His assessment came in a speech delivered Wednesday to graduating students at Harvard University, where he earned a bachelor's degree in economics in 1975.
Back then, the economy suffered from a dangerous combination of stubborn inflation and stagnant growth. There are fears today that the U.S. may be heading in that direction again.
"We see little indication today of the beginnings of a 1970s-style wage-price spiral, in which wages and prices chased each other ever upward," Bernanke said at Harvard.
Then, as now, the U.S. endured a serious oil price shock, sharply rising prices for food and other commodities and subpar economic growth, he said.
Today's economy, however, is more flexible in responding to difficulties and the country is more energy efficient than a generation ago, Bernanke said.
"Since 1975, the energy required to produce a given amount of output in the United States has fallen by half," he said.
Over the years, Fed policymakers also have learned more about inflation and how to fight it, he said.
Bernanke's remarks come just one day after he said that the Fed's rate-cutting campaign was coming to an end because of increasing concerns about inflation. He took aim at the role of the weakened dollar in pushing prices higher. It was a rare public pronouncement by a Fed chairman about the U.S. greenback.

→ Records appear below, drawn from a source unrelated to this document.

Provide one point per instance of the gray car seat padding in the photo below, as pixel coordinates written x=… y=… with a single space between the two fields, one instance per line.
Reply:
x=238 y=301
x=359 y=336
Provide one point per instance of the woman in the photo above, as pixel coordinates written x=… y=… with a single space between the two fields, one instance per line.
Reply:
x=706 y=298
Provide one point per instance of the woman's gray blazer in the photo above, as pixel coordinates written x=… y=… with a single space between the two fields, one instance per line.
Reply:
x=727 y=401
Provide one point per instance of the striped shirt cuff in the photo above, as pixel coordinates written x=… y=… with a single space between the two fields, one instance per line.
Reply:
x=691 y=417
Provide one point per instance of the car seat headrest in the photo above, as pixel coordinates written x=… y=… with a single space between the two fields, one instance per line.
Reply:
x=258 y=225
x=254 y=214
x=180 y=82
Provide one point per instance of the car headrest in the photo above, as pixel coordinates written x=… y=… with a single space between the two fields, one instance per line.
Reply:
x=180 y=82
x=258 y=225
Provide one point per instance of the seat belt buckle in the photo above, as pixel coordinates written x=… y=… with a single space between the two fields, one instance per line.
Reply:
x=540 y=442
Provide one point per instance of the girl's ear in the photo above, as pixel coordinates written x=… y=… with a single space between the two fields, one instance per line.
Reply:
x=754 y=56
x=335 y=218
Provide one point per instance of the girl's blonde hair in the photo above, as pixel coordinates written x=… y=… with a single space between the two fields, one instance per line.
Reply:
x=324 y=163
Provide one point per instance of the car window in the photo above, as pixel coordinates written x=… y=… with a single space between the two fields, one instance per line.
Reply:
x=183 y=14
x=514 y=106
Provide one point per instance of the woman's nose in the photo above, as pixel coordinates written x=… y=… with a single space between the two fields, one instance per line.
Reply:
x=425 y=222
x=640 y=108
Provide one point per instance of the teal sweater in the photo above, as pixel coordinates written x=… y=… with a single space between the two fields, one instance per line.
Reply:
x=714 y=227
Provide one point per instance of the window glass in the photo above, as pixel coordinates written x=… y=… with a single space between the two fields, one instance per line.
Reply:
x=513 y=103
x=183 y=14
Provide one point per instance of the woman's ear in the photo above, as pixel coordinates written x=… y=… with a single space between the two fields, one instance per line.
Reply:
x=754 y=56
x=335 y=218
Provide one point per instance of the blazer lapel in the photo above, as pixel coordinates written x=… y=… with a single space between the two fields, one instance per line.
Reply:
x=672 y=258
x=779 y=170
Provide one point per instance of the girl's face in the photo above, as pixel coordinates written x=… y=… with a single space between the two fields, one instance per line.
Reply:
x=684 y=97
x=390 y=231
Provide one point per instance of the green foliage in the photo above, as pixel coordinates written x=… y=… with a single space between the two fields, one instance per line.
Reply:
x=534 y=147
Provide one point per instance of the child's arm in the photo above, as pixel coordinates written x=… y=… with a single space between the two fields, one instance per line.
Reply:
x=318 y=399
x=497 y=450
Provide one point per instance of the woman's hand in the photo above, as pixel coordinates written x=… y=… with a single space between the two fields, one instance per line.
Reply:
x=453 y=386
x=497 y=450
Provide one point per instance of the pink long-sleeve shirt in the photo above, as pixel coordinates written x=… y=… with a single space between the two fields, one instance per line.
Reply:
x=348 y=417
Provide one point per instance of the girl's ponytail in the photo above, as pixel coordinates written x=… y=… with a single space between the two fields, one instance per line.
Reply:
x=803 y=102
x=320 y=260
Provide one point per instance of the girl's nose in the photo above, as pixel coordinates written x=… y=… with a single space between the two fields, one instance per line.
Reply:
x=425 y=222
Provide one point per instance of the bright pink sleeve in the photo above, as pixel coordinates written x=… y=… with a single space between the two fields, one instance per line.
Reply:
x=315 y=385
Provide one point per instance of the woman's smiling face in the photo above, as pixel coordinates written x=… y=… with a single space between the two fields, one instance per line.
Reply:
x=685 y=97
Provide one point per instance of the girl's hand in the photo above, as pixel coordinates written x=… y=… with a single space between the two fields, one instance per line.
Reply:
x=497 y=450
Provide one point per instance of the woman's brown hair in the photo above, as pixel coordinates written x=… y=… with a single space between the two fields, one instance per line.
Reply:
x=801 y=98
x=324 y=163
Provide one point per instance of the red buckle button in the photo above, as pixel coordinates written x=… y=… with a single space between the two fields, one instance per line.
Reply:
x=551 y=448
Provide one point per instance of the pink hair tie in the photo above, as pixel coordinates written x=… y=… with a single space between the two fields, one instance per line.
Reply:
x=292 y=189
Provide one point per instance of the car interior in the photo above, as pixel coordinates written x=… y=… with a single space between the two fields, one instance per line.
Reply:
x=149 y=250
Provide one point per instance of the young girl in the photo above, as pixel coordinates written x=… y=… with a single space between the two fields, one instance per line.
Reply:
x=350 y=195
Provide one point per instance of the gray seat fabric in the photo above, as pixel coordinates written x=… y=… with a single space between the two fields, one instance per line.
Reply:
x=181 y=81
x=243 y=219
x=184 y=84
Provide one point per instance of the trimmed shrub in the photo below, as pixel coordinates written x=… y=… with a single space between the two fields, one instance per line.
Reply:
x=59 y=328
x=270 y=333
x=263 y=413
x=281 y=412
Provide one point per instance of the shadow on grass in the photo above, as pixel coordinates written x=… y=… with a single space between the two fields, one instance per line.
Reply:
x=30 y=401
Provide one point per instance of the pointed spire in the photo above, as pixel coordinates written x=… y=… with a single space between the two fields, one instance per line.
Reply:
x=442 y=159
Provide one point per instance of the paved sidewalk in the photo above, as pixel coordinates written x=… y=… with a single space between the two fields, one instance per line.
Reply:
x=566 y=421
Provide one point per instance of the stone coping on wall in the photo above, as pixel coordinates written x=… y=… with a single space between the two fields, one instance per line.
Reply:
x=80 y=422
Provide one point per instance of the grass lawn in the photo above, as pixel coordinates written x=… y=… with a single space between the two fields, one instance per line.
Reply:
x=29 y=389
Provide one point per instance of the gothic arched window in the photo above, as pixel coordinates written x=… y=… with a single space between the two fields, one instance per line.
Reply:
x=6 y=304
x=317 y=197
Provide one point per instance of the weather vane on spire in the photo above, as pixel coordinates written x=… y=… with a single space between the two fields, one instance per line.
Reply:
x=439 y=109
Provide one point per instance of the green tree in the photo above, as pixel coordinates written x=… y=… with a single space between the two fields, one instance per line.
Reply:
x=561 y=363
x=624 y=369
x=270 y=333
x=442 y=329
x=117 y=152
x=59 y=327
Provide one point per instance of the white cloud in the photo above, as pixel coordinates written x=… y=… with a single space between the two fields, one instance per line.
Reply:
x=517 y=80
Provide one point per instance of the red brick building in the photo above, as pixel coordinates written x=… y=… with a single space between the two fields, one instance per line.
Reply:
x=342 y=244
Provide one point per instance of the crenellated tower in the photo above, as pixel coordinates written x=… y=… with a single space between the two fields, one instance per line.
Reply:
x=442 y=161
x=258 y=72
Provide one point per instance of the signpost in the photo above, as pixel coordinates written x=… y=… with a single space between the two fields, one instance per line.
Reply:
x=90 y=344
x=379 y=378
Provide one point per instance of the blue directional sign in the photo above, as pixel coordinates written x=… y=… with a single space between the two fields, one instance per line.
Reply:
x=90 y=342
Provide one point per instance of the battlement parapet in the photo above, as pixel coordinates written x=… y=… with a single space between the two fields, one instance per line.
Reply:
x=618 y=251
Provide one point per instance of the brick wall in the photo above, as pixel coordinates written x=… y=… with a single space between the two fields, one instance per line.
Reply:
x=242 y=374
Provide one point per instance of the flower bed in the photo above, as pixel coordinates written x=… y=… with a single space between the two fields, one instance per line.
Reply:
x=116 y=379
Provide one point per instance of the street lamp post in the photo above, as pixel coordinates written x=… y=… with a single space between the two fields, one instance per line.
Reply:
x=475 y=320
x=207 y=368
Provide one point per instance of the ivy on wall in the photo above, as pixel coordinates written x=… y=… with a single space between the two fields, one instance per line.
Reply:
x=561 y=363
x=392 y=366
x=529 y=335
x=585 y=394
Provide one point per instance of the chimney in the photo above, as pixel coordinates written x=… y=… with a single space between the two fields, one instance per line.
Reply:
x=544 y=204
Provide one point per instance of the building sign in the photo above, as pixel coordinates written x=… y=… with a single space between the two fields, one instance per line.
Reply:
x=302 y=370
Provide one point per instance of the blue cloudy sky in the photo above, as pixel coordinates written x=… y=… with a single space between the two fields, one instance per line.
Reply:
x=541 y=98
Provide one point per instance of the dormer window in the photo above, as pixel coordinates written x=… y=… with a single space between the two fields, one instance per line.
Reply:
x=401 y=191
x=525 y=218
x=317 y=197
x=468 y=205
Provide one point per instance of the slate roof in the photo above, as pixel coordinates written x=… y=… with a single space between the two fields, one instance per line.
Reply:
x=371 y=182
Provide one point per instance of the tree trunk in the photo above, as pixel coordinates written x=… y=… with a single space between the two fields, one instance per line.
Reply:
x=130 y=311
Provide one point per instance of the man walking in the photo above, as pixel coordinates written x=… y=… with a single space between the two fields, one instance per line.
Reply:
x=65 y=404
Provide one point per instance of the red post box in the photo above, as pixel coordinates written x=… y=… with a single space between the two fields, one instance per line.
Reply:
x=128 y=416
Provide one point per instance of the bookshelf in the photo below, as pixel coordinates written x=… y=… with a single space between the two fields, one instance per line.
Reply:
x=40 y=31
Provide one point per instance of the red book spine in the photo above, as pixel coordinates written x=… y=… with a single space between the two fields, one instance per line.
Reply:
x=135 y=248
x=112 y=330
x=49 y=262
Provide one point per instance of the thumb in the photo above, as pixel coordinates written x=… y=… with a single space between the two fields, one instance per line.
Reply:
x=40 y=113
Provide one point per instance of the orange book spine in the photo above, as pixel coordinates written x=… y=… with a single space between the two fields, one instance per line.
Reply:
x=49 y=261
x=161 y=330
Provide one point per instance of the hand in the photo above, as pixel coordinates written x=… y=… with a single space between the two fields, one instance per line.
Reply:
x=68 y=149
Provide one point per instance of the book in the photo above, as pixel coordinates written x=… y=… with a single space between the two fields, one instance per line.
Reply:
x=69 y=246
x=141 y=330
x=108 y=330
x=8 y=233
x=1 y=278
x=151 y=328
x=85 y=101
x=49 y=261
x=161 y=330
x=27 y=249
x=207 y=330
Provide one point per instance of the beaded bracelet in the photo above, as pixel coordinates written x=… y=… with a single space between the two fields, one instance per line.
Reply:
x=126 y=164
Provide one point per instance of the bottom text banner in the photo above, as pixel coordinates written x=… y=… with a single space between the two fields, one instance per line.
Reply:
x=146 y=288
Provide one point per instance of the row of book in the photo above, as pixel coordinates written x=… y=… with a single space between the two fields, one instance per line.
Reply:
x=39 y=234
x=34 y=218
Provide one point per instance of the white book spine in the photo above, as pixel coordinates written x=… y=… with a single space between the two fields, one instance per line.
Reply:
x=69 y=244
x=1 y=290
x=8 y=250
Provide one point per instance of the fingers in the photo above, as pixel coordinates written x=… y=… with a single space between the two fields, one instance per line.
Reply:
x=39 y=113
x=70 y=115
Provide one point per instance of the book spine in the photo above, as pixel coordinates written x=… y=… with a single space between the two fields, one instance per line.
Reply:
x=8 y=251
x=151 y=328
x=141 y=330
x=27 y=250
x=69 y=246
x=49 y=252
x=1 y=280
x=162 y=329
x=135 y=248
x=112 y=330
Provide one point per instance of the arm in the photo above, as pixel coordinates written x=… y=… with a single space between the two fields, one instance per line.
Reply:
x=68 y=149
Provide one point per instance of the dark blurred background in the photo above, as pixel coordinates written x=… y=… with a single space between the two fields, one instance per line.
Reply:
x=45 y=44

The Fed is paying attention to the extent to which consumers, investors and businesses believe prices will rise in the future. Monitoring those "inflation expectations" are important. If people believe inflation will keep going up, they will change their behavior in ways that aggravate inflation thus, a self-fulfilling prophecy.
"Some indicators of longer-term inflation expectations have risen in recent months, which is a significant concern for the Federal Reserve," Bernanke told the Harvard students. "We will need to monitor that situation closely."
Changes in current inflation expectations have been measured in just "tenths of a percentage point" as opposed to "whole percentage points" in the mid-1970s, he said. That highlighted the difference between how people now and then viewed inflation.
These days paychecks are shrinking as rising prices bite into them. Back in the 1970s, people were demanding and getting higher wages in anticipation of rapidly rising prices.